I don't work in a LA kitchen the school chose a private company where they stripped the staff down to minimum wage . A member of staff left and they didn't replace them. So you have a kitchen understaffed underpaid , but... we do serve 3 healthy mains plus a jacket and salad bar, 2 choices of dessert p.us fruit and yoghurts this is all prepared cooked served by me .I have 1 assistant who sorts out the di ING room and one that solely washes the plates trays and cups. The company have now reduced my hours to 5 a day to do All of this plus the ordering and kitchen cleaning and the biggest sho ker our budget per child is 0.84 pence per day !!

MintyIguana · 29/01/2022 09:15

[quote MadameHeisenberg]@KimWexlersPonyTail (great username!)

It’s standard here in French Switzerland (and in France) to offer the kids a ‘quatre heures’ i.e. a 4 o’clock snack, which is often something like Nutella sandwiches or a fromage blanc with sugar/honey. DH had the same ‘quatre heures’ as a kid for years - a bottle of Orangina and Nutella tartine.[/quote]
Nutella....That nutritious blend of palm oil and sugar... 😋

AllTheUsernamesAreAlreadyTaken · 29/01/2022 09:15

It just reflect what they eat at home.

I’m ve lost count of the number of parents I know who’ve said “X only eats fish fingers and chicken nuggets” or “I have to make three different meals or they wouldn’t eat”

In fact, just look at threads on here.

AllTheUsernamesAreAlreadyTaken · 29/01/2022 09:16

Sorry! Breastfeeding and typing with my left hand didn’t quite work out!

You get the drift though

MadameHeisenberg · 29/01/2022 09:17

OP, France is not the paragon of culinary health you seem to like to think it is. It’s McDonald’s number 1 market in Europe and full of families and teenagers.

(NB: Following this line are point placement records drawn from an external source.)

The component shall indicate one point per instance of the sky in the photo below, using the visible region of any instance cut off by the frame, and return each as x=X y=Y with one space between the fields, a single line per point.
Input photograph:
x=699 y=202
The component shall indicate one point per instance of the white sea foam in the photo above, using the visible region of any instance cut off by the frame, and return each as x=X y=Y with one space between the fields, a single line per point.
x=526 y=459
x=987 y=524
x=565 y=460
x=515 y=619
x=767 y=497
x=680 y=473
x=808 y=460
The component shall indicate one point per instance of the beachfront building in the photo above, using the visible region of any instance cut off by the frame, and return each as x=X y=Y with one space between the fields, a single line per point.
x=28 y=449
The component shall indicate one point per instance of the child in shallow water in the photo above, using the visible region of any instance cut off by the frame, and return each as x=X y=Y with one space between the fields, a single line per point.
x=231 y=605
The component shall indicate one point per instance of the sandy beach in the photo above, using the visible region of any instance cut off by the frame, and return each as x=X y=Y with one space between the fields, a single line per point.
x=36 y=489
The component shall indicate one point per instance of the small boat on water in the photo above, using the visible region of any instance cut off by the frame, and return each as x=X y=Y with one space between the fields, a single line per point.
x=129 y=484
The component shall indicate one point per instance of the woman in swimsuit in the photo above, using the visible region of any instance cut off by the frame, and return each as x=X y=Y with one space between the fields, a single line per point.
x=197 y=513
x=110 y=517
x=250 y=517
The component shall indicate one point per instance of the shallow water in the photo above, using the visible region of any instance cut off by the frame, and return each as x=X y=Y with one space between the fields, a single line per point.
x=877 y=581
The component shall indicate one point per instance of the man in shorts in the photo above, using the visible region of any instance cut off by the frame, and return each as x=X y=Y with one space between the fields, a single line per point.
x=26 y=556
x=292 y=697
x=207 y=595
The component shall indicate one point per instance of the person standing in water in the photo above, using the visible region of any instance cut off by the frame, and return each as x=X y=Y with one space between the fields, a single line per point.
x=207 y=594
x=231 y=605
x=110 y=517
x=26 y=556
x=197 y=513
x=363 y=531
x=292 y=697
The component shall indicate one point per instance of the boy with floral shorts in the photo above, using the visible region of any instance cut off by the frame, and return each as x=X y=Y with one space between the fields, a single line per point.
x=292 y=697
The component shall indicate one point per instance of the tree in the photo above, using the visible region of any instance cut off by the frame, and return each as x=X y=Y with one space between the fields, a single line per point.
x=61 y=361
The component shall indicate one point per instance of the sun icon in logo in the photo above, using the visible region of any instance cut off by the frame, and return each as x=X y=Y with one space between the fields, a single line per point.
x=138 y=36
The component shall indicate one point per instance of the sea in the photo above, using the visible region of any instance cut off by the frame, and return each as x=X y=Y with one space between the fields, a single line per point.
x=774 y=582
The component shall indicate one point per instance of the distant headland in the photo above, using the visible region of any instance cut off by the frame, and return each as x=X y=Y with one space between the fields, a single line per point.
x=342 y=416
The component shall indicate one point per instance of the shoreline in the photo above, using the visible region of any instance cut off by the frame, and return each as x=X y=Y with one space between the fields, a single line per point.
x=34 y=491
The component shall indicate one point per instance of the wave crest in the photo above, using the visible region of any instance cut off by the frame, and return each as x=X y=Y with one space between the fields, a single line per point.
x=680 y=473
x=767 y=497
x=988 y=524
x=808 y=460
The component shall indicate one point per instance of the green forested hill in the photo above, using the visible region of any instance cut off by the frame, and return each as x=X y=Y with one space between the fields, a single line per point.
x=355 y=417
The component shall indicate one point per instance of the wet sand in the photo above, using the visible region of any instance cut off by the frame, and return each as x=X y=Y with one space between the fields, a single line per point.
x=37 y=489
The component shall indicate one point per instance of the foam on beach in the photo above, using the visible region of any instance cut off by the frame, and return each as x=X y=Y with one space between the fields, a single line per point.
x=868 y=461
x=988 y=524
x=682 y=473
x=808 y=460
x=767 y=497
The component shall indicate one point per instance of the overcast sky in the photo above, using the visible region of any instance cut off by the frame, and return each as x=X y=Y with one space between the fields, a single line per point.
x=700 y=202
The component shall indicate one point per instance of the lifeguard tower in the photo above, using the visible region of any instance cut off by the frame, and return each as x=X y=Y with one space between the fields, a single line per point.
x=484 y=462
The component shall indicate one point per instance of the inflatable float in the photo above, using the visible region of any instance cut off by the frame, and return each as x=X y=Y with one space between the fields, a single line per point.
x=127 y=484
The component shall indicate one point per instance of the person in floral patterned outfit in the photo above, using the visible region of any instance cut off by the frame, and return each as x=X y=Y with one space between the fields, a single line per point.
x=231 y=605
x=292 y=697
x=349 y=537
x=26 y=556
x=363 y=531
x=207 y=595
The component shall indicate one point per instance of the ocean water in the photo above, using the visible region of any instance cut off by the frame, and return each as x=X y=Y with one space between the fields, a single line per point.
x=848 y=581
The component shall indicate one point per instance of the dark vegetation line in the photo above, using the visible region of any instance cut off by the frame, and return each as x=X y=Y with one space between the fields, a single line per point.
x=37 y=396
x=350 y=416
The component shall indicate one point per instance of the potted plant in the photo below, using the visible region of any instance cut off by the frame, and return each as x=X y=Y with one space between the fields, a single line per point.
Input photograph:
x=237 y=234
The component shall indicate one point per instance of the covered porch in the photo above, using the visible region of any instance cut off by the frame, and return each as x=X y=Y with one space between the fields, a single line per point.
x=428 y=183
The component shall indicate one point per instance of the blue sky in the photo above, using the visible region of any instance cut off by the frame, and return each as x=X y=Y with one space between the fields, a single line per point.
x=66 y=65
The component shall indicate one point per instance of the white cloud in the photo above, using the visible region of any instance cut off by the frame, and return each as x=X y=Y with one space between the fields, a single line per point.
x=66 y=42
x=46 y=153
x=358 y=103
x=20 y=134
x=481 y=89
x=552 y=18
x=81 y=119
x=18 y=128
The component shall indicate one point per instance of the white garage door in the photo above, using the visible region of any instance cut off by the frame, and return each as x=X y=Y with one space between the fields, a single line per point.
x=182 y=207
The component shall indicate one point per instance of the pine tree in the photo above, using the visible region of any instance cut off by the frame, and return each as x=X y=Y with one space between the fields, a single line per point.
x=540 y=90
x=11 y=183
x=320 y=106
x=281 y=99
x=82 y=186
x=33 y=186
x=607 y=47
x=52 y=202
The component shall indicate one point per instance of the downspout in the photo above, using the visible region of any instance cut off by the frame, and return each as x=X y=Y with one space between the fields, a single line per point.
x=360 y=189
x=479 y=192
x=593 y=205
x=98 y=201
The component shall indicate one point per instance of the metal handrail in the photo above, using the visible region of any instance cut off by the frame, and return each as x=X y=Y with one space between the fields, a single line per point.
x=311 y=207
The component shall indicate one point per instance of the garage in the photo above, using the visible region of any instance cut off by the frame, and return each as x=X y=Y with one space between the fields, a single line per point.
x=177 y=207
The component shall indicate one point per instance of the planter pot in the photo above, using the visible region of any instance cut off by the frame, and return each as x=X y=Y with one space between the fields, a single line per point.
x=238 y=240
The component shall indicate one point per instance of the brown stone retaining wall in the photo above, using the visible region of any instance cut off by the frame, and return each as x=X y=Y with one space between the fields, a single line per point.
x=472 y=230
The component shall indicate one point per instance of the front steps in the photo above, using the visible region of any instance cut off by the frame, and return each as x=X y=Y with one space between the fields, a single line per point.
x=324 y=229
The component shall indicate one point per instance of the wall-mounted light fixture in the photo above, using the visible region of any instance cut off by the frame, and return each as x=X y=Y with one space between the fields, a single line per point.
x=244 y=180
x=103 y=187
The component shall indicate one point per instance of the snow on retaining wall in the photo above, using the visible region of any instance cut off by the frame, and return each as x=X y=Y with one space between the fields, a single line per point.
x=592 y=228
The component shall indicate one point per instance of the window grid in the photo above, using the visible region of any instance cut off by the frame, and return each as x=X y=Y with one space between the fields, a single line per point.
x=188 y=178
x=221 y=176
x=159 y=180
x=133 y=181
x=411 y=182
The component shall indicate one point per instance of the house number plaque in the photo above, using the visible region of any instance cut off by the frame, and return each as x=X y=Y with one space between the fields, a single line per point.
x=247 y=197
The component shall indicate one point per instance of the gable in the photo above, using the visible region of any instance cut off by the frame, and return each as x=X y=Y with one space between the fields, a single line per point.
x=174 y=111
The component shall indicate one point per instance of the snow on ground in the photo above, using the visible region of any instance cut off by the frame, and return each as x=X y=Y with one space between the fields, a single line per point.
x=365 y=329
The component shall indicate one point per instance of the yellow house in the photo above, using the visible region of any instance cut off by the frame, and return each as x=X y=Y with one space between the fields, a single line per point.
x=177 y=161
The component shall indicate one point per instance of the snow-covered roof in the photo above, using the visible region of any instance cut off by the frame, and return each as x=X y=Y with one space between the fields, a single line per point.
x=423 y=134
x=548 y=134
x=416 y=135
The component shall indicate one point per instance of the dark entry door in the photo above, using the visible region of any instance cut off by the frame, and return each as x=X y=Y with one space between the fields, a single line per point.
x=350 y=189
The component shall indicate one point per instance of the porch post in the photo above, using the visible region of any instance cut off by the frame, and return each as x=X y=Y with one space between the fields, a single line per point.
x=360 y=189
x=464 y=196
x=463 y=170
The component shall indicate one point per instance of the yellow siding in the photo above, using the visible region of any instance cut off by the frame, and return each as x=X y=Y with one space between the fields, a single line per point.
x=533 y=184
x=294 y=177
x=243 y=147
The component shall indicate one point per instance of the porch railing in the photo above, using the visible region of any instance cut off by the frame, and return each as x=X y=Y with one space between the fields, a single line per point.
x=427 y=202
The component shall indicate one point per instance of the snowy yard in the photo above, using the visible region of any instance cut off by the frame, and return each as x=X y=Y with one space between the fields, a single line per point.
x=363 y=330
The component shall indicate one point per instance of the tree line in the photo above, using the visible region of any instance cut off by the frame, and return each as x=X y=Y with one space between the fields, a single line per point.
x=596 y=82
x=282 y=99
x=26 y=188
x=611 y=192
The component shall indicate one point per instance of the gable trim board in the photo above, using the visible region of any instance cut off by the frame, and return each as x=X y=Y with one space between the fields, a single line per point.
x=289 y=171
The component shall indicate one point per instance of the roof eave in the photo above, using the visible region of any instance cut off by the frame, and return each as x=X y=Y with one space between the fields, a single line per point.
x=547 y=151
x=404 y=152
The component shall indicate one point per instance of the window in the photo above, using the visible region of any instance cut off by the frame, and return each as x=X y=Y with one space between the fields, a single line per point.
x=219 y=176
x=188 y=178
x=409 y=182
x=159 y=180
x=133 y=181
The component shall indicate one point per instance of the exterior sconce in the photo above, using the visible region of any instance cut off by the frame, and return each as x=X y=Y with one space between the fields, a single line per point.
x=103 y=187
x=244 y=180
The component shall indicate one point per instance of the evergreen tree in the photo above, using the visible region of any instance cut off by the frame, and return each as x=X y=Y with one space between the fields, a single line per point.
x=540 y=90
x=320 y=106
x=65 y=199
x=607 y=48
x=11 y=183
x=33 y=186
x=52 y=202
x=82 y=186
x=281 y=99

There are industrial boulangeries everywhere selling cheap baked goods akin to Greggs.

EileenGC · 29/01/2022 09:18

They also don't cater for vegetarians (a non-meat option is available, but it's usually fish), halal, no pork diets, etc. Packed lunches are not allowed unless a doctor certifies a medical reason for needing to bring food from home.

I do want to point out that this is not something to be proud of. They should be providing those options or allowing packed lunches (and regulating contents) for those children who don’t eat meat or avoid certain foods due to religious reasons.

Even in Spain, the land of jamón and marisco, 20 years ago, we were allowed to bring food from home if vegetarian or on a halal/kosher diet. I grew up in an area with a relatively large Muslim population so the risk of not being flexible was hundreds of children not being registered in school because they couldn’t eat anything during a 9-5 school day.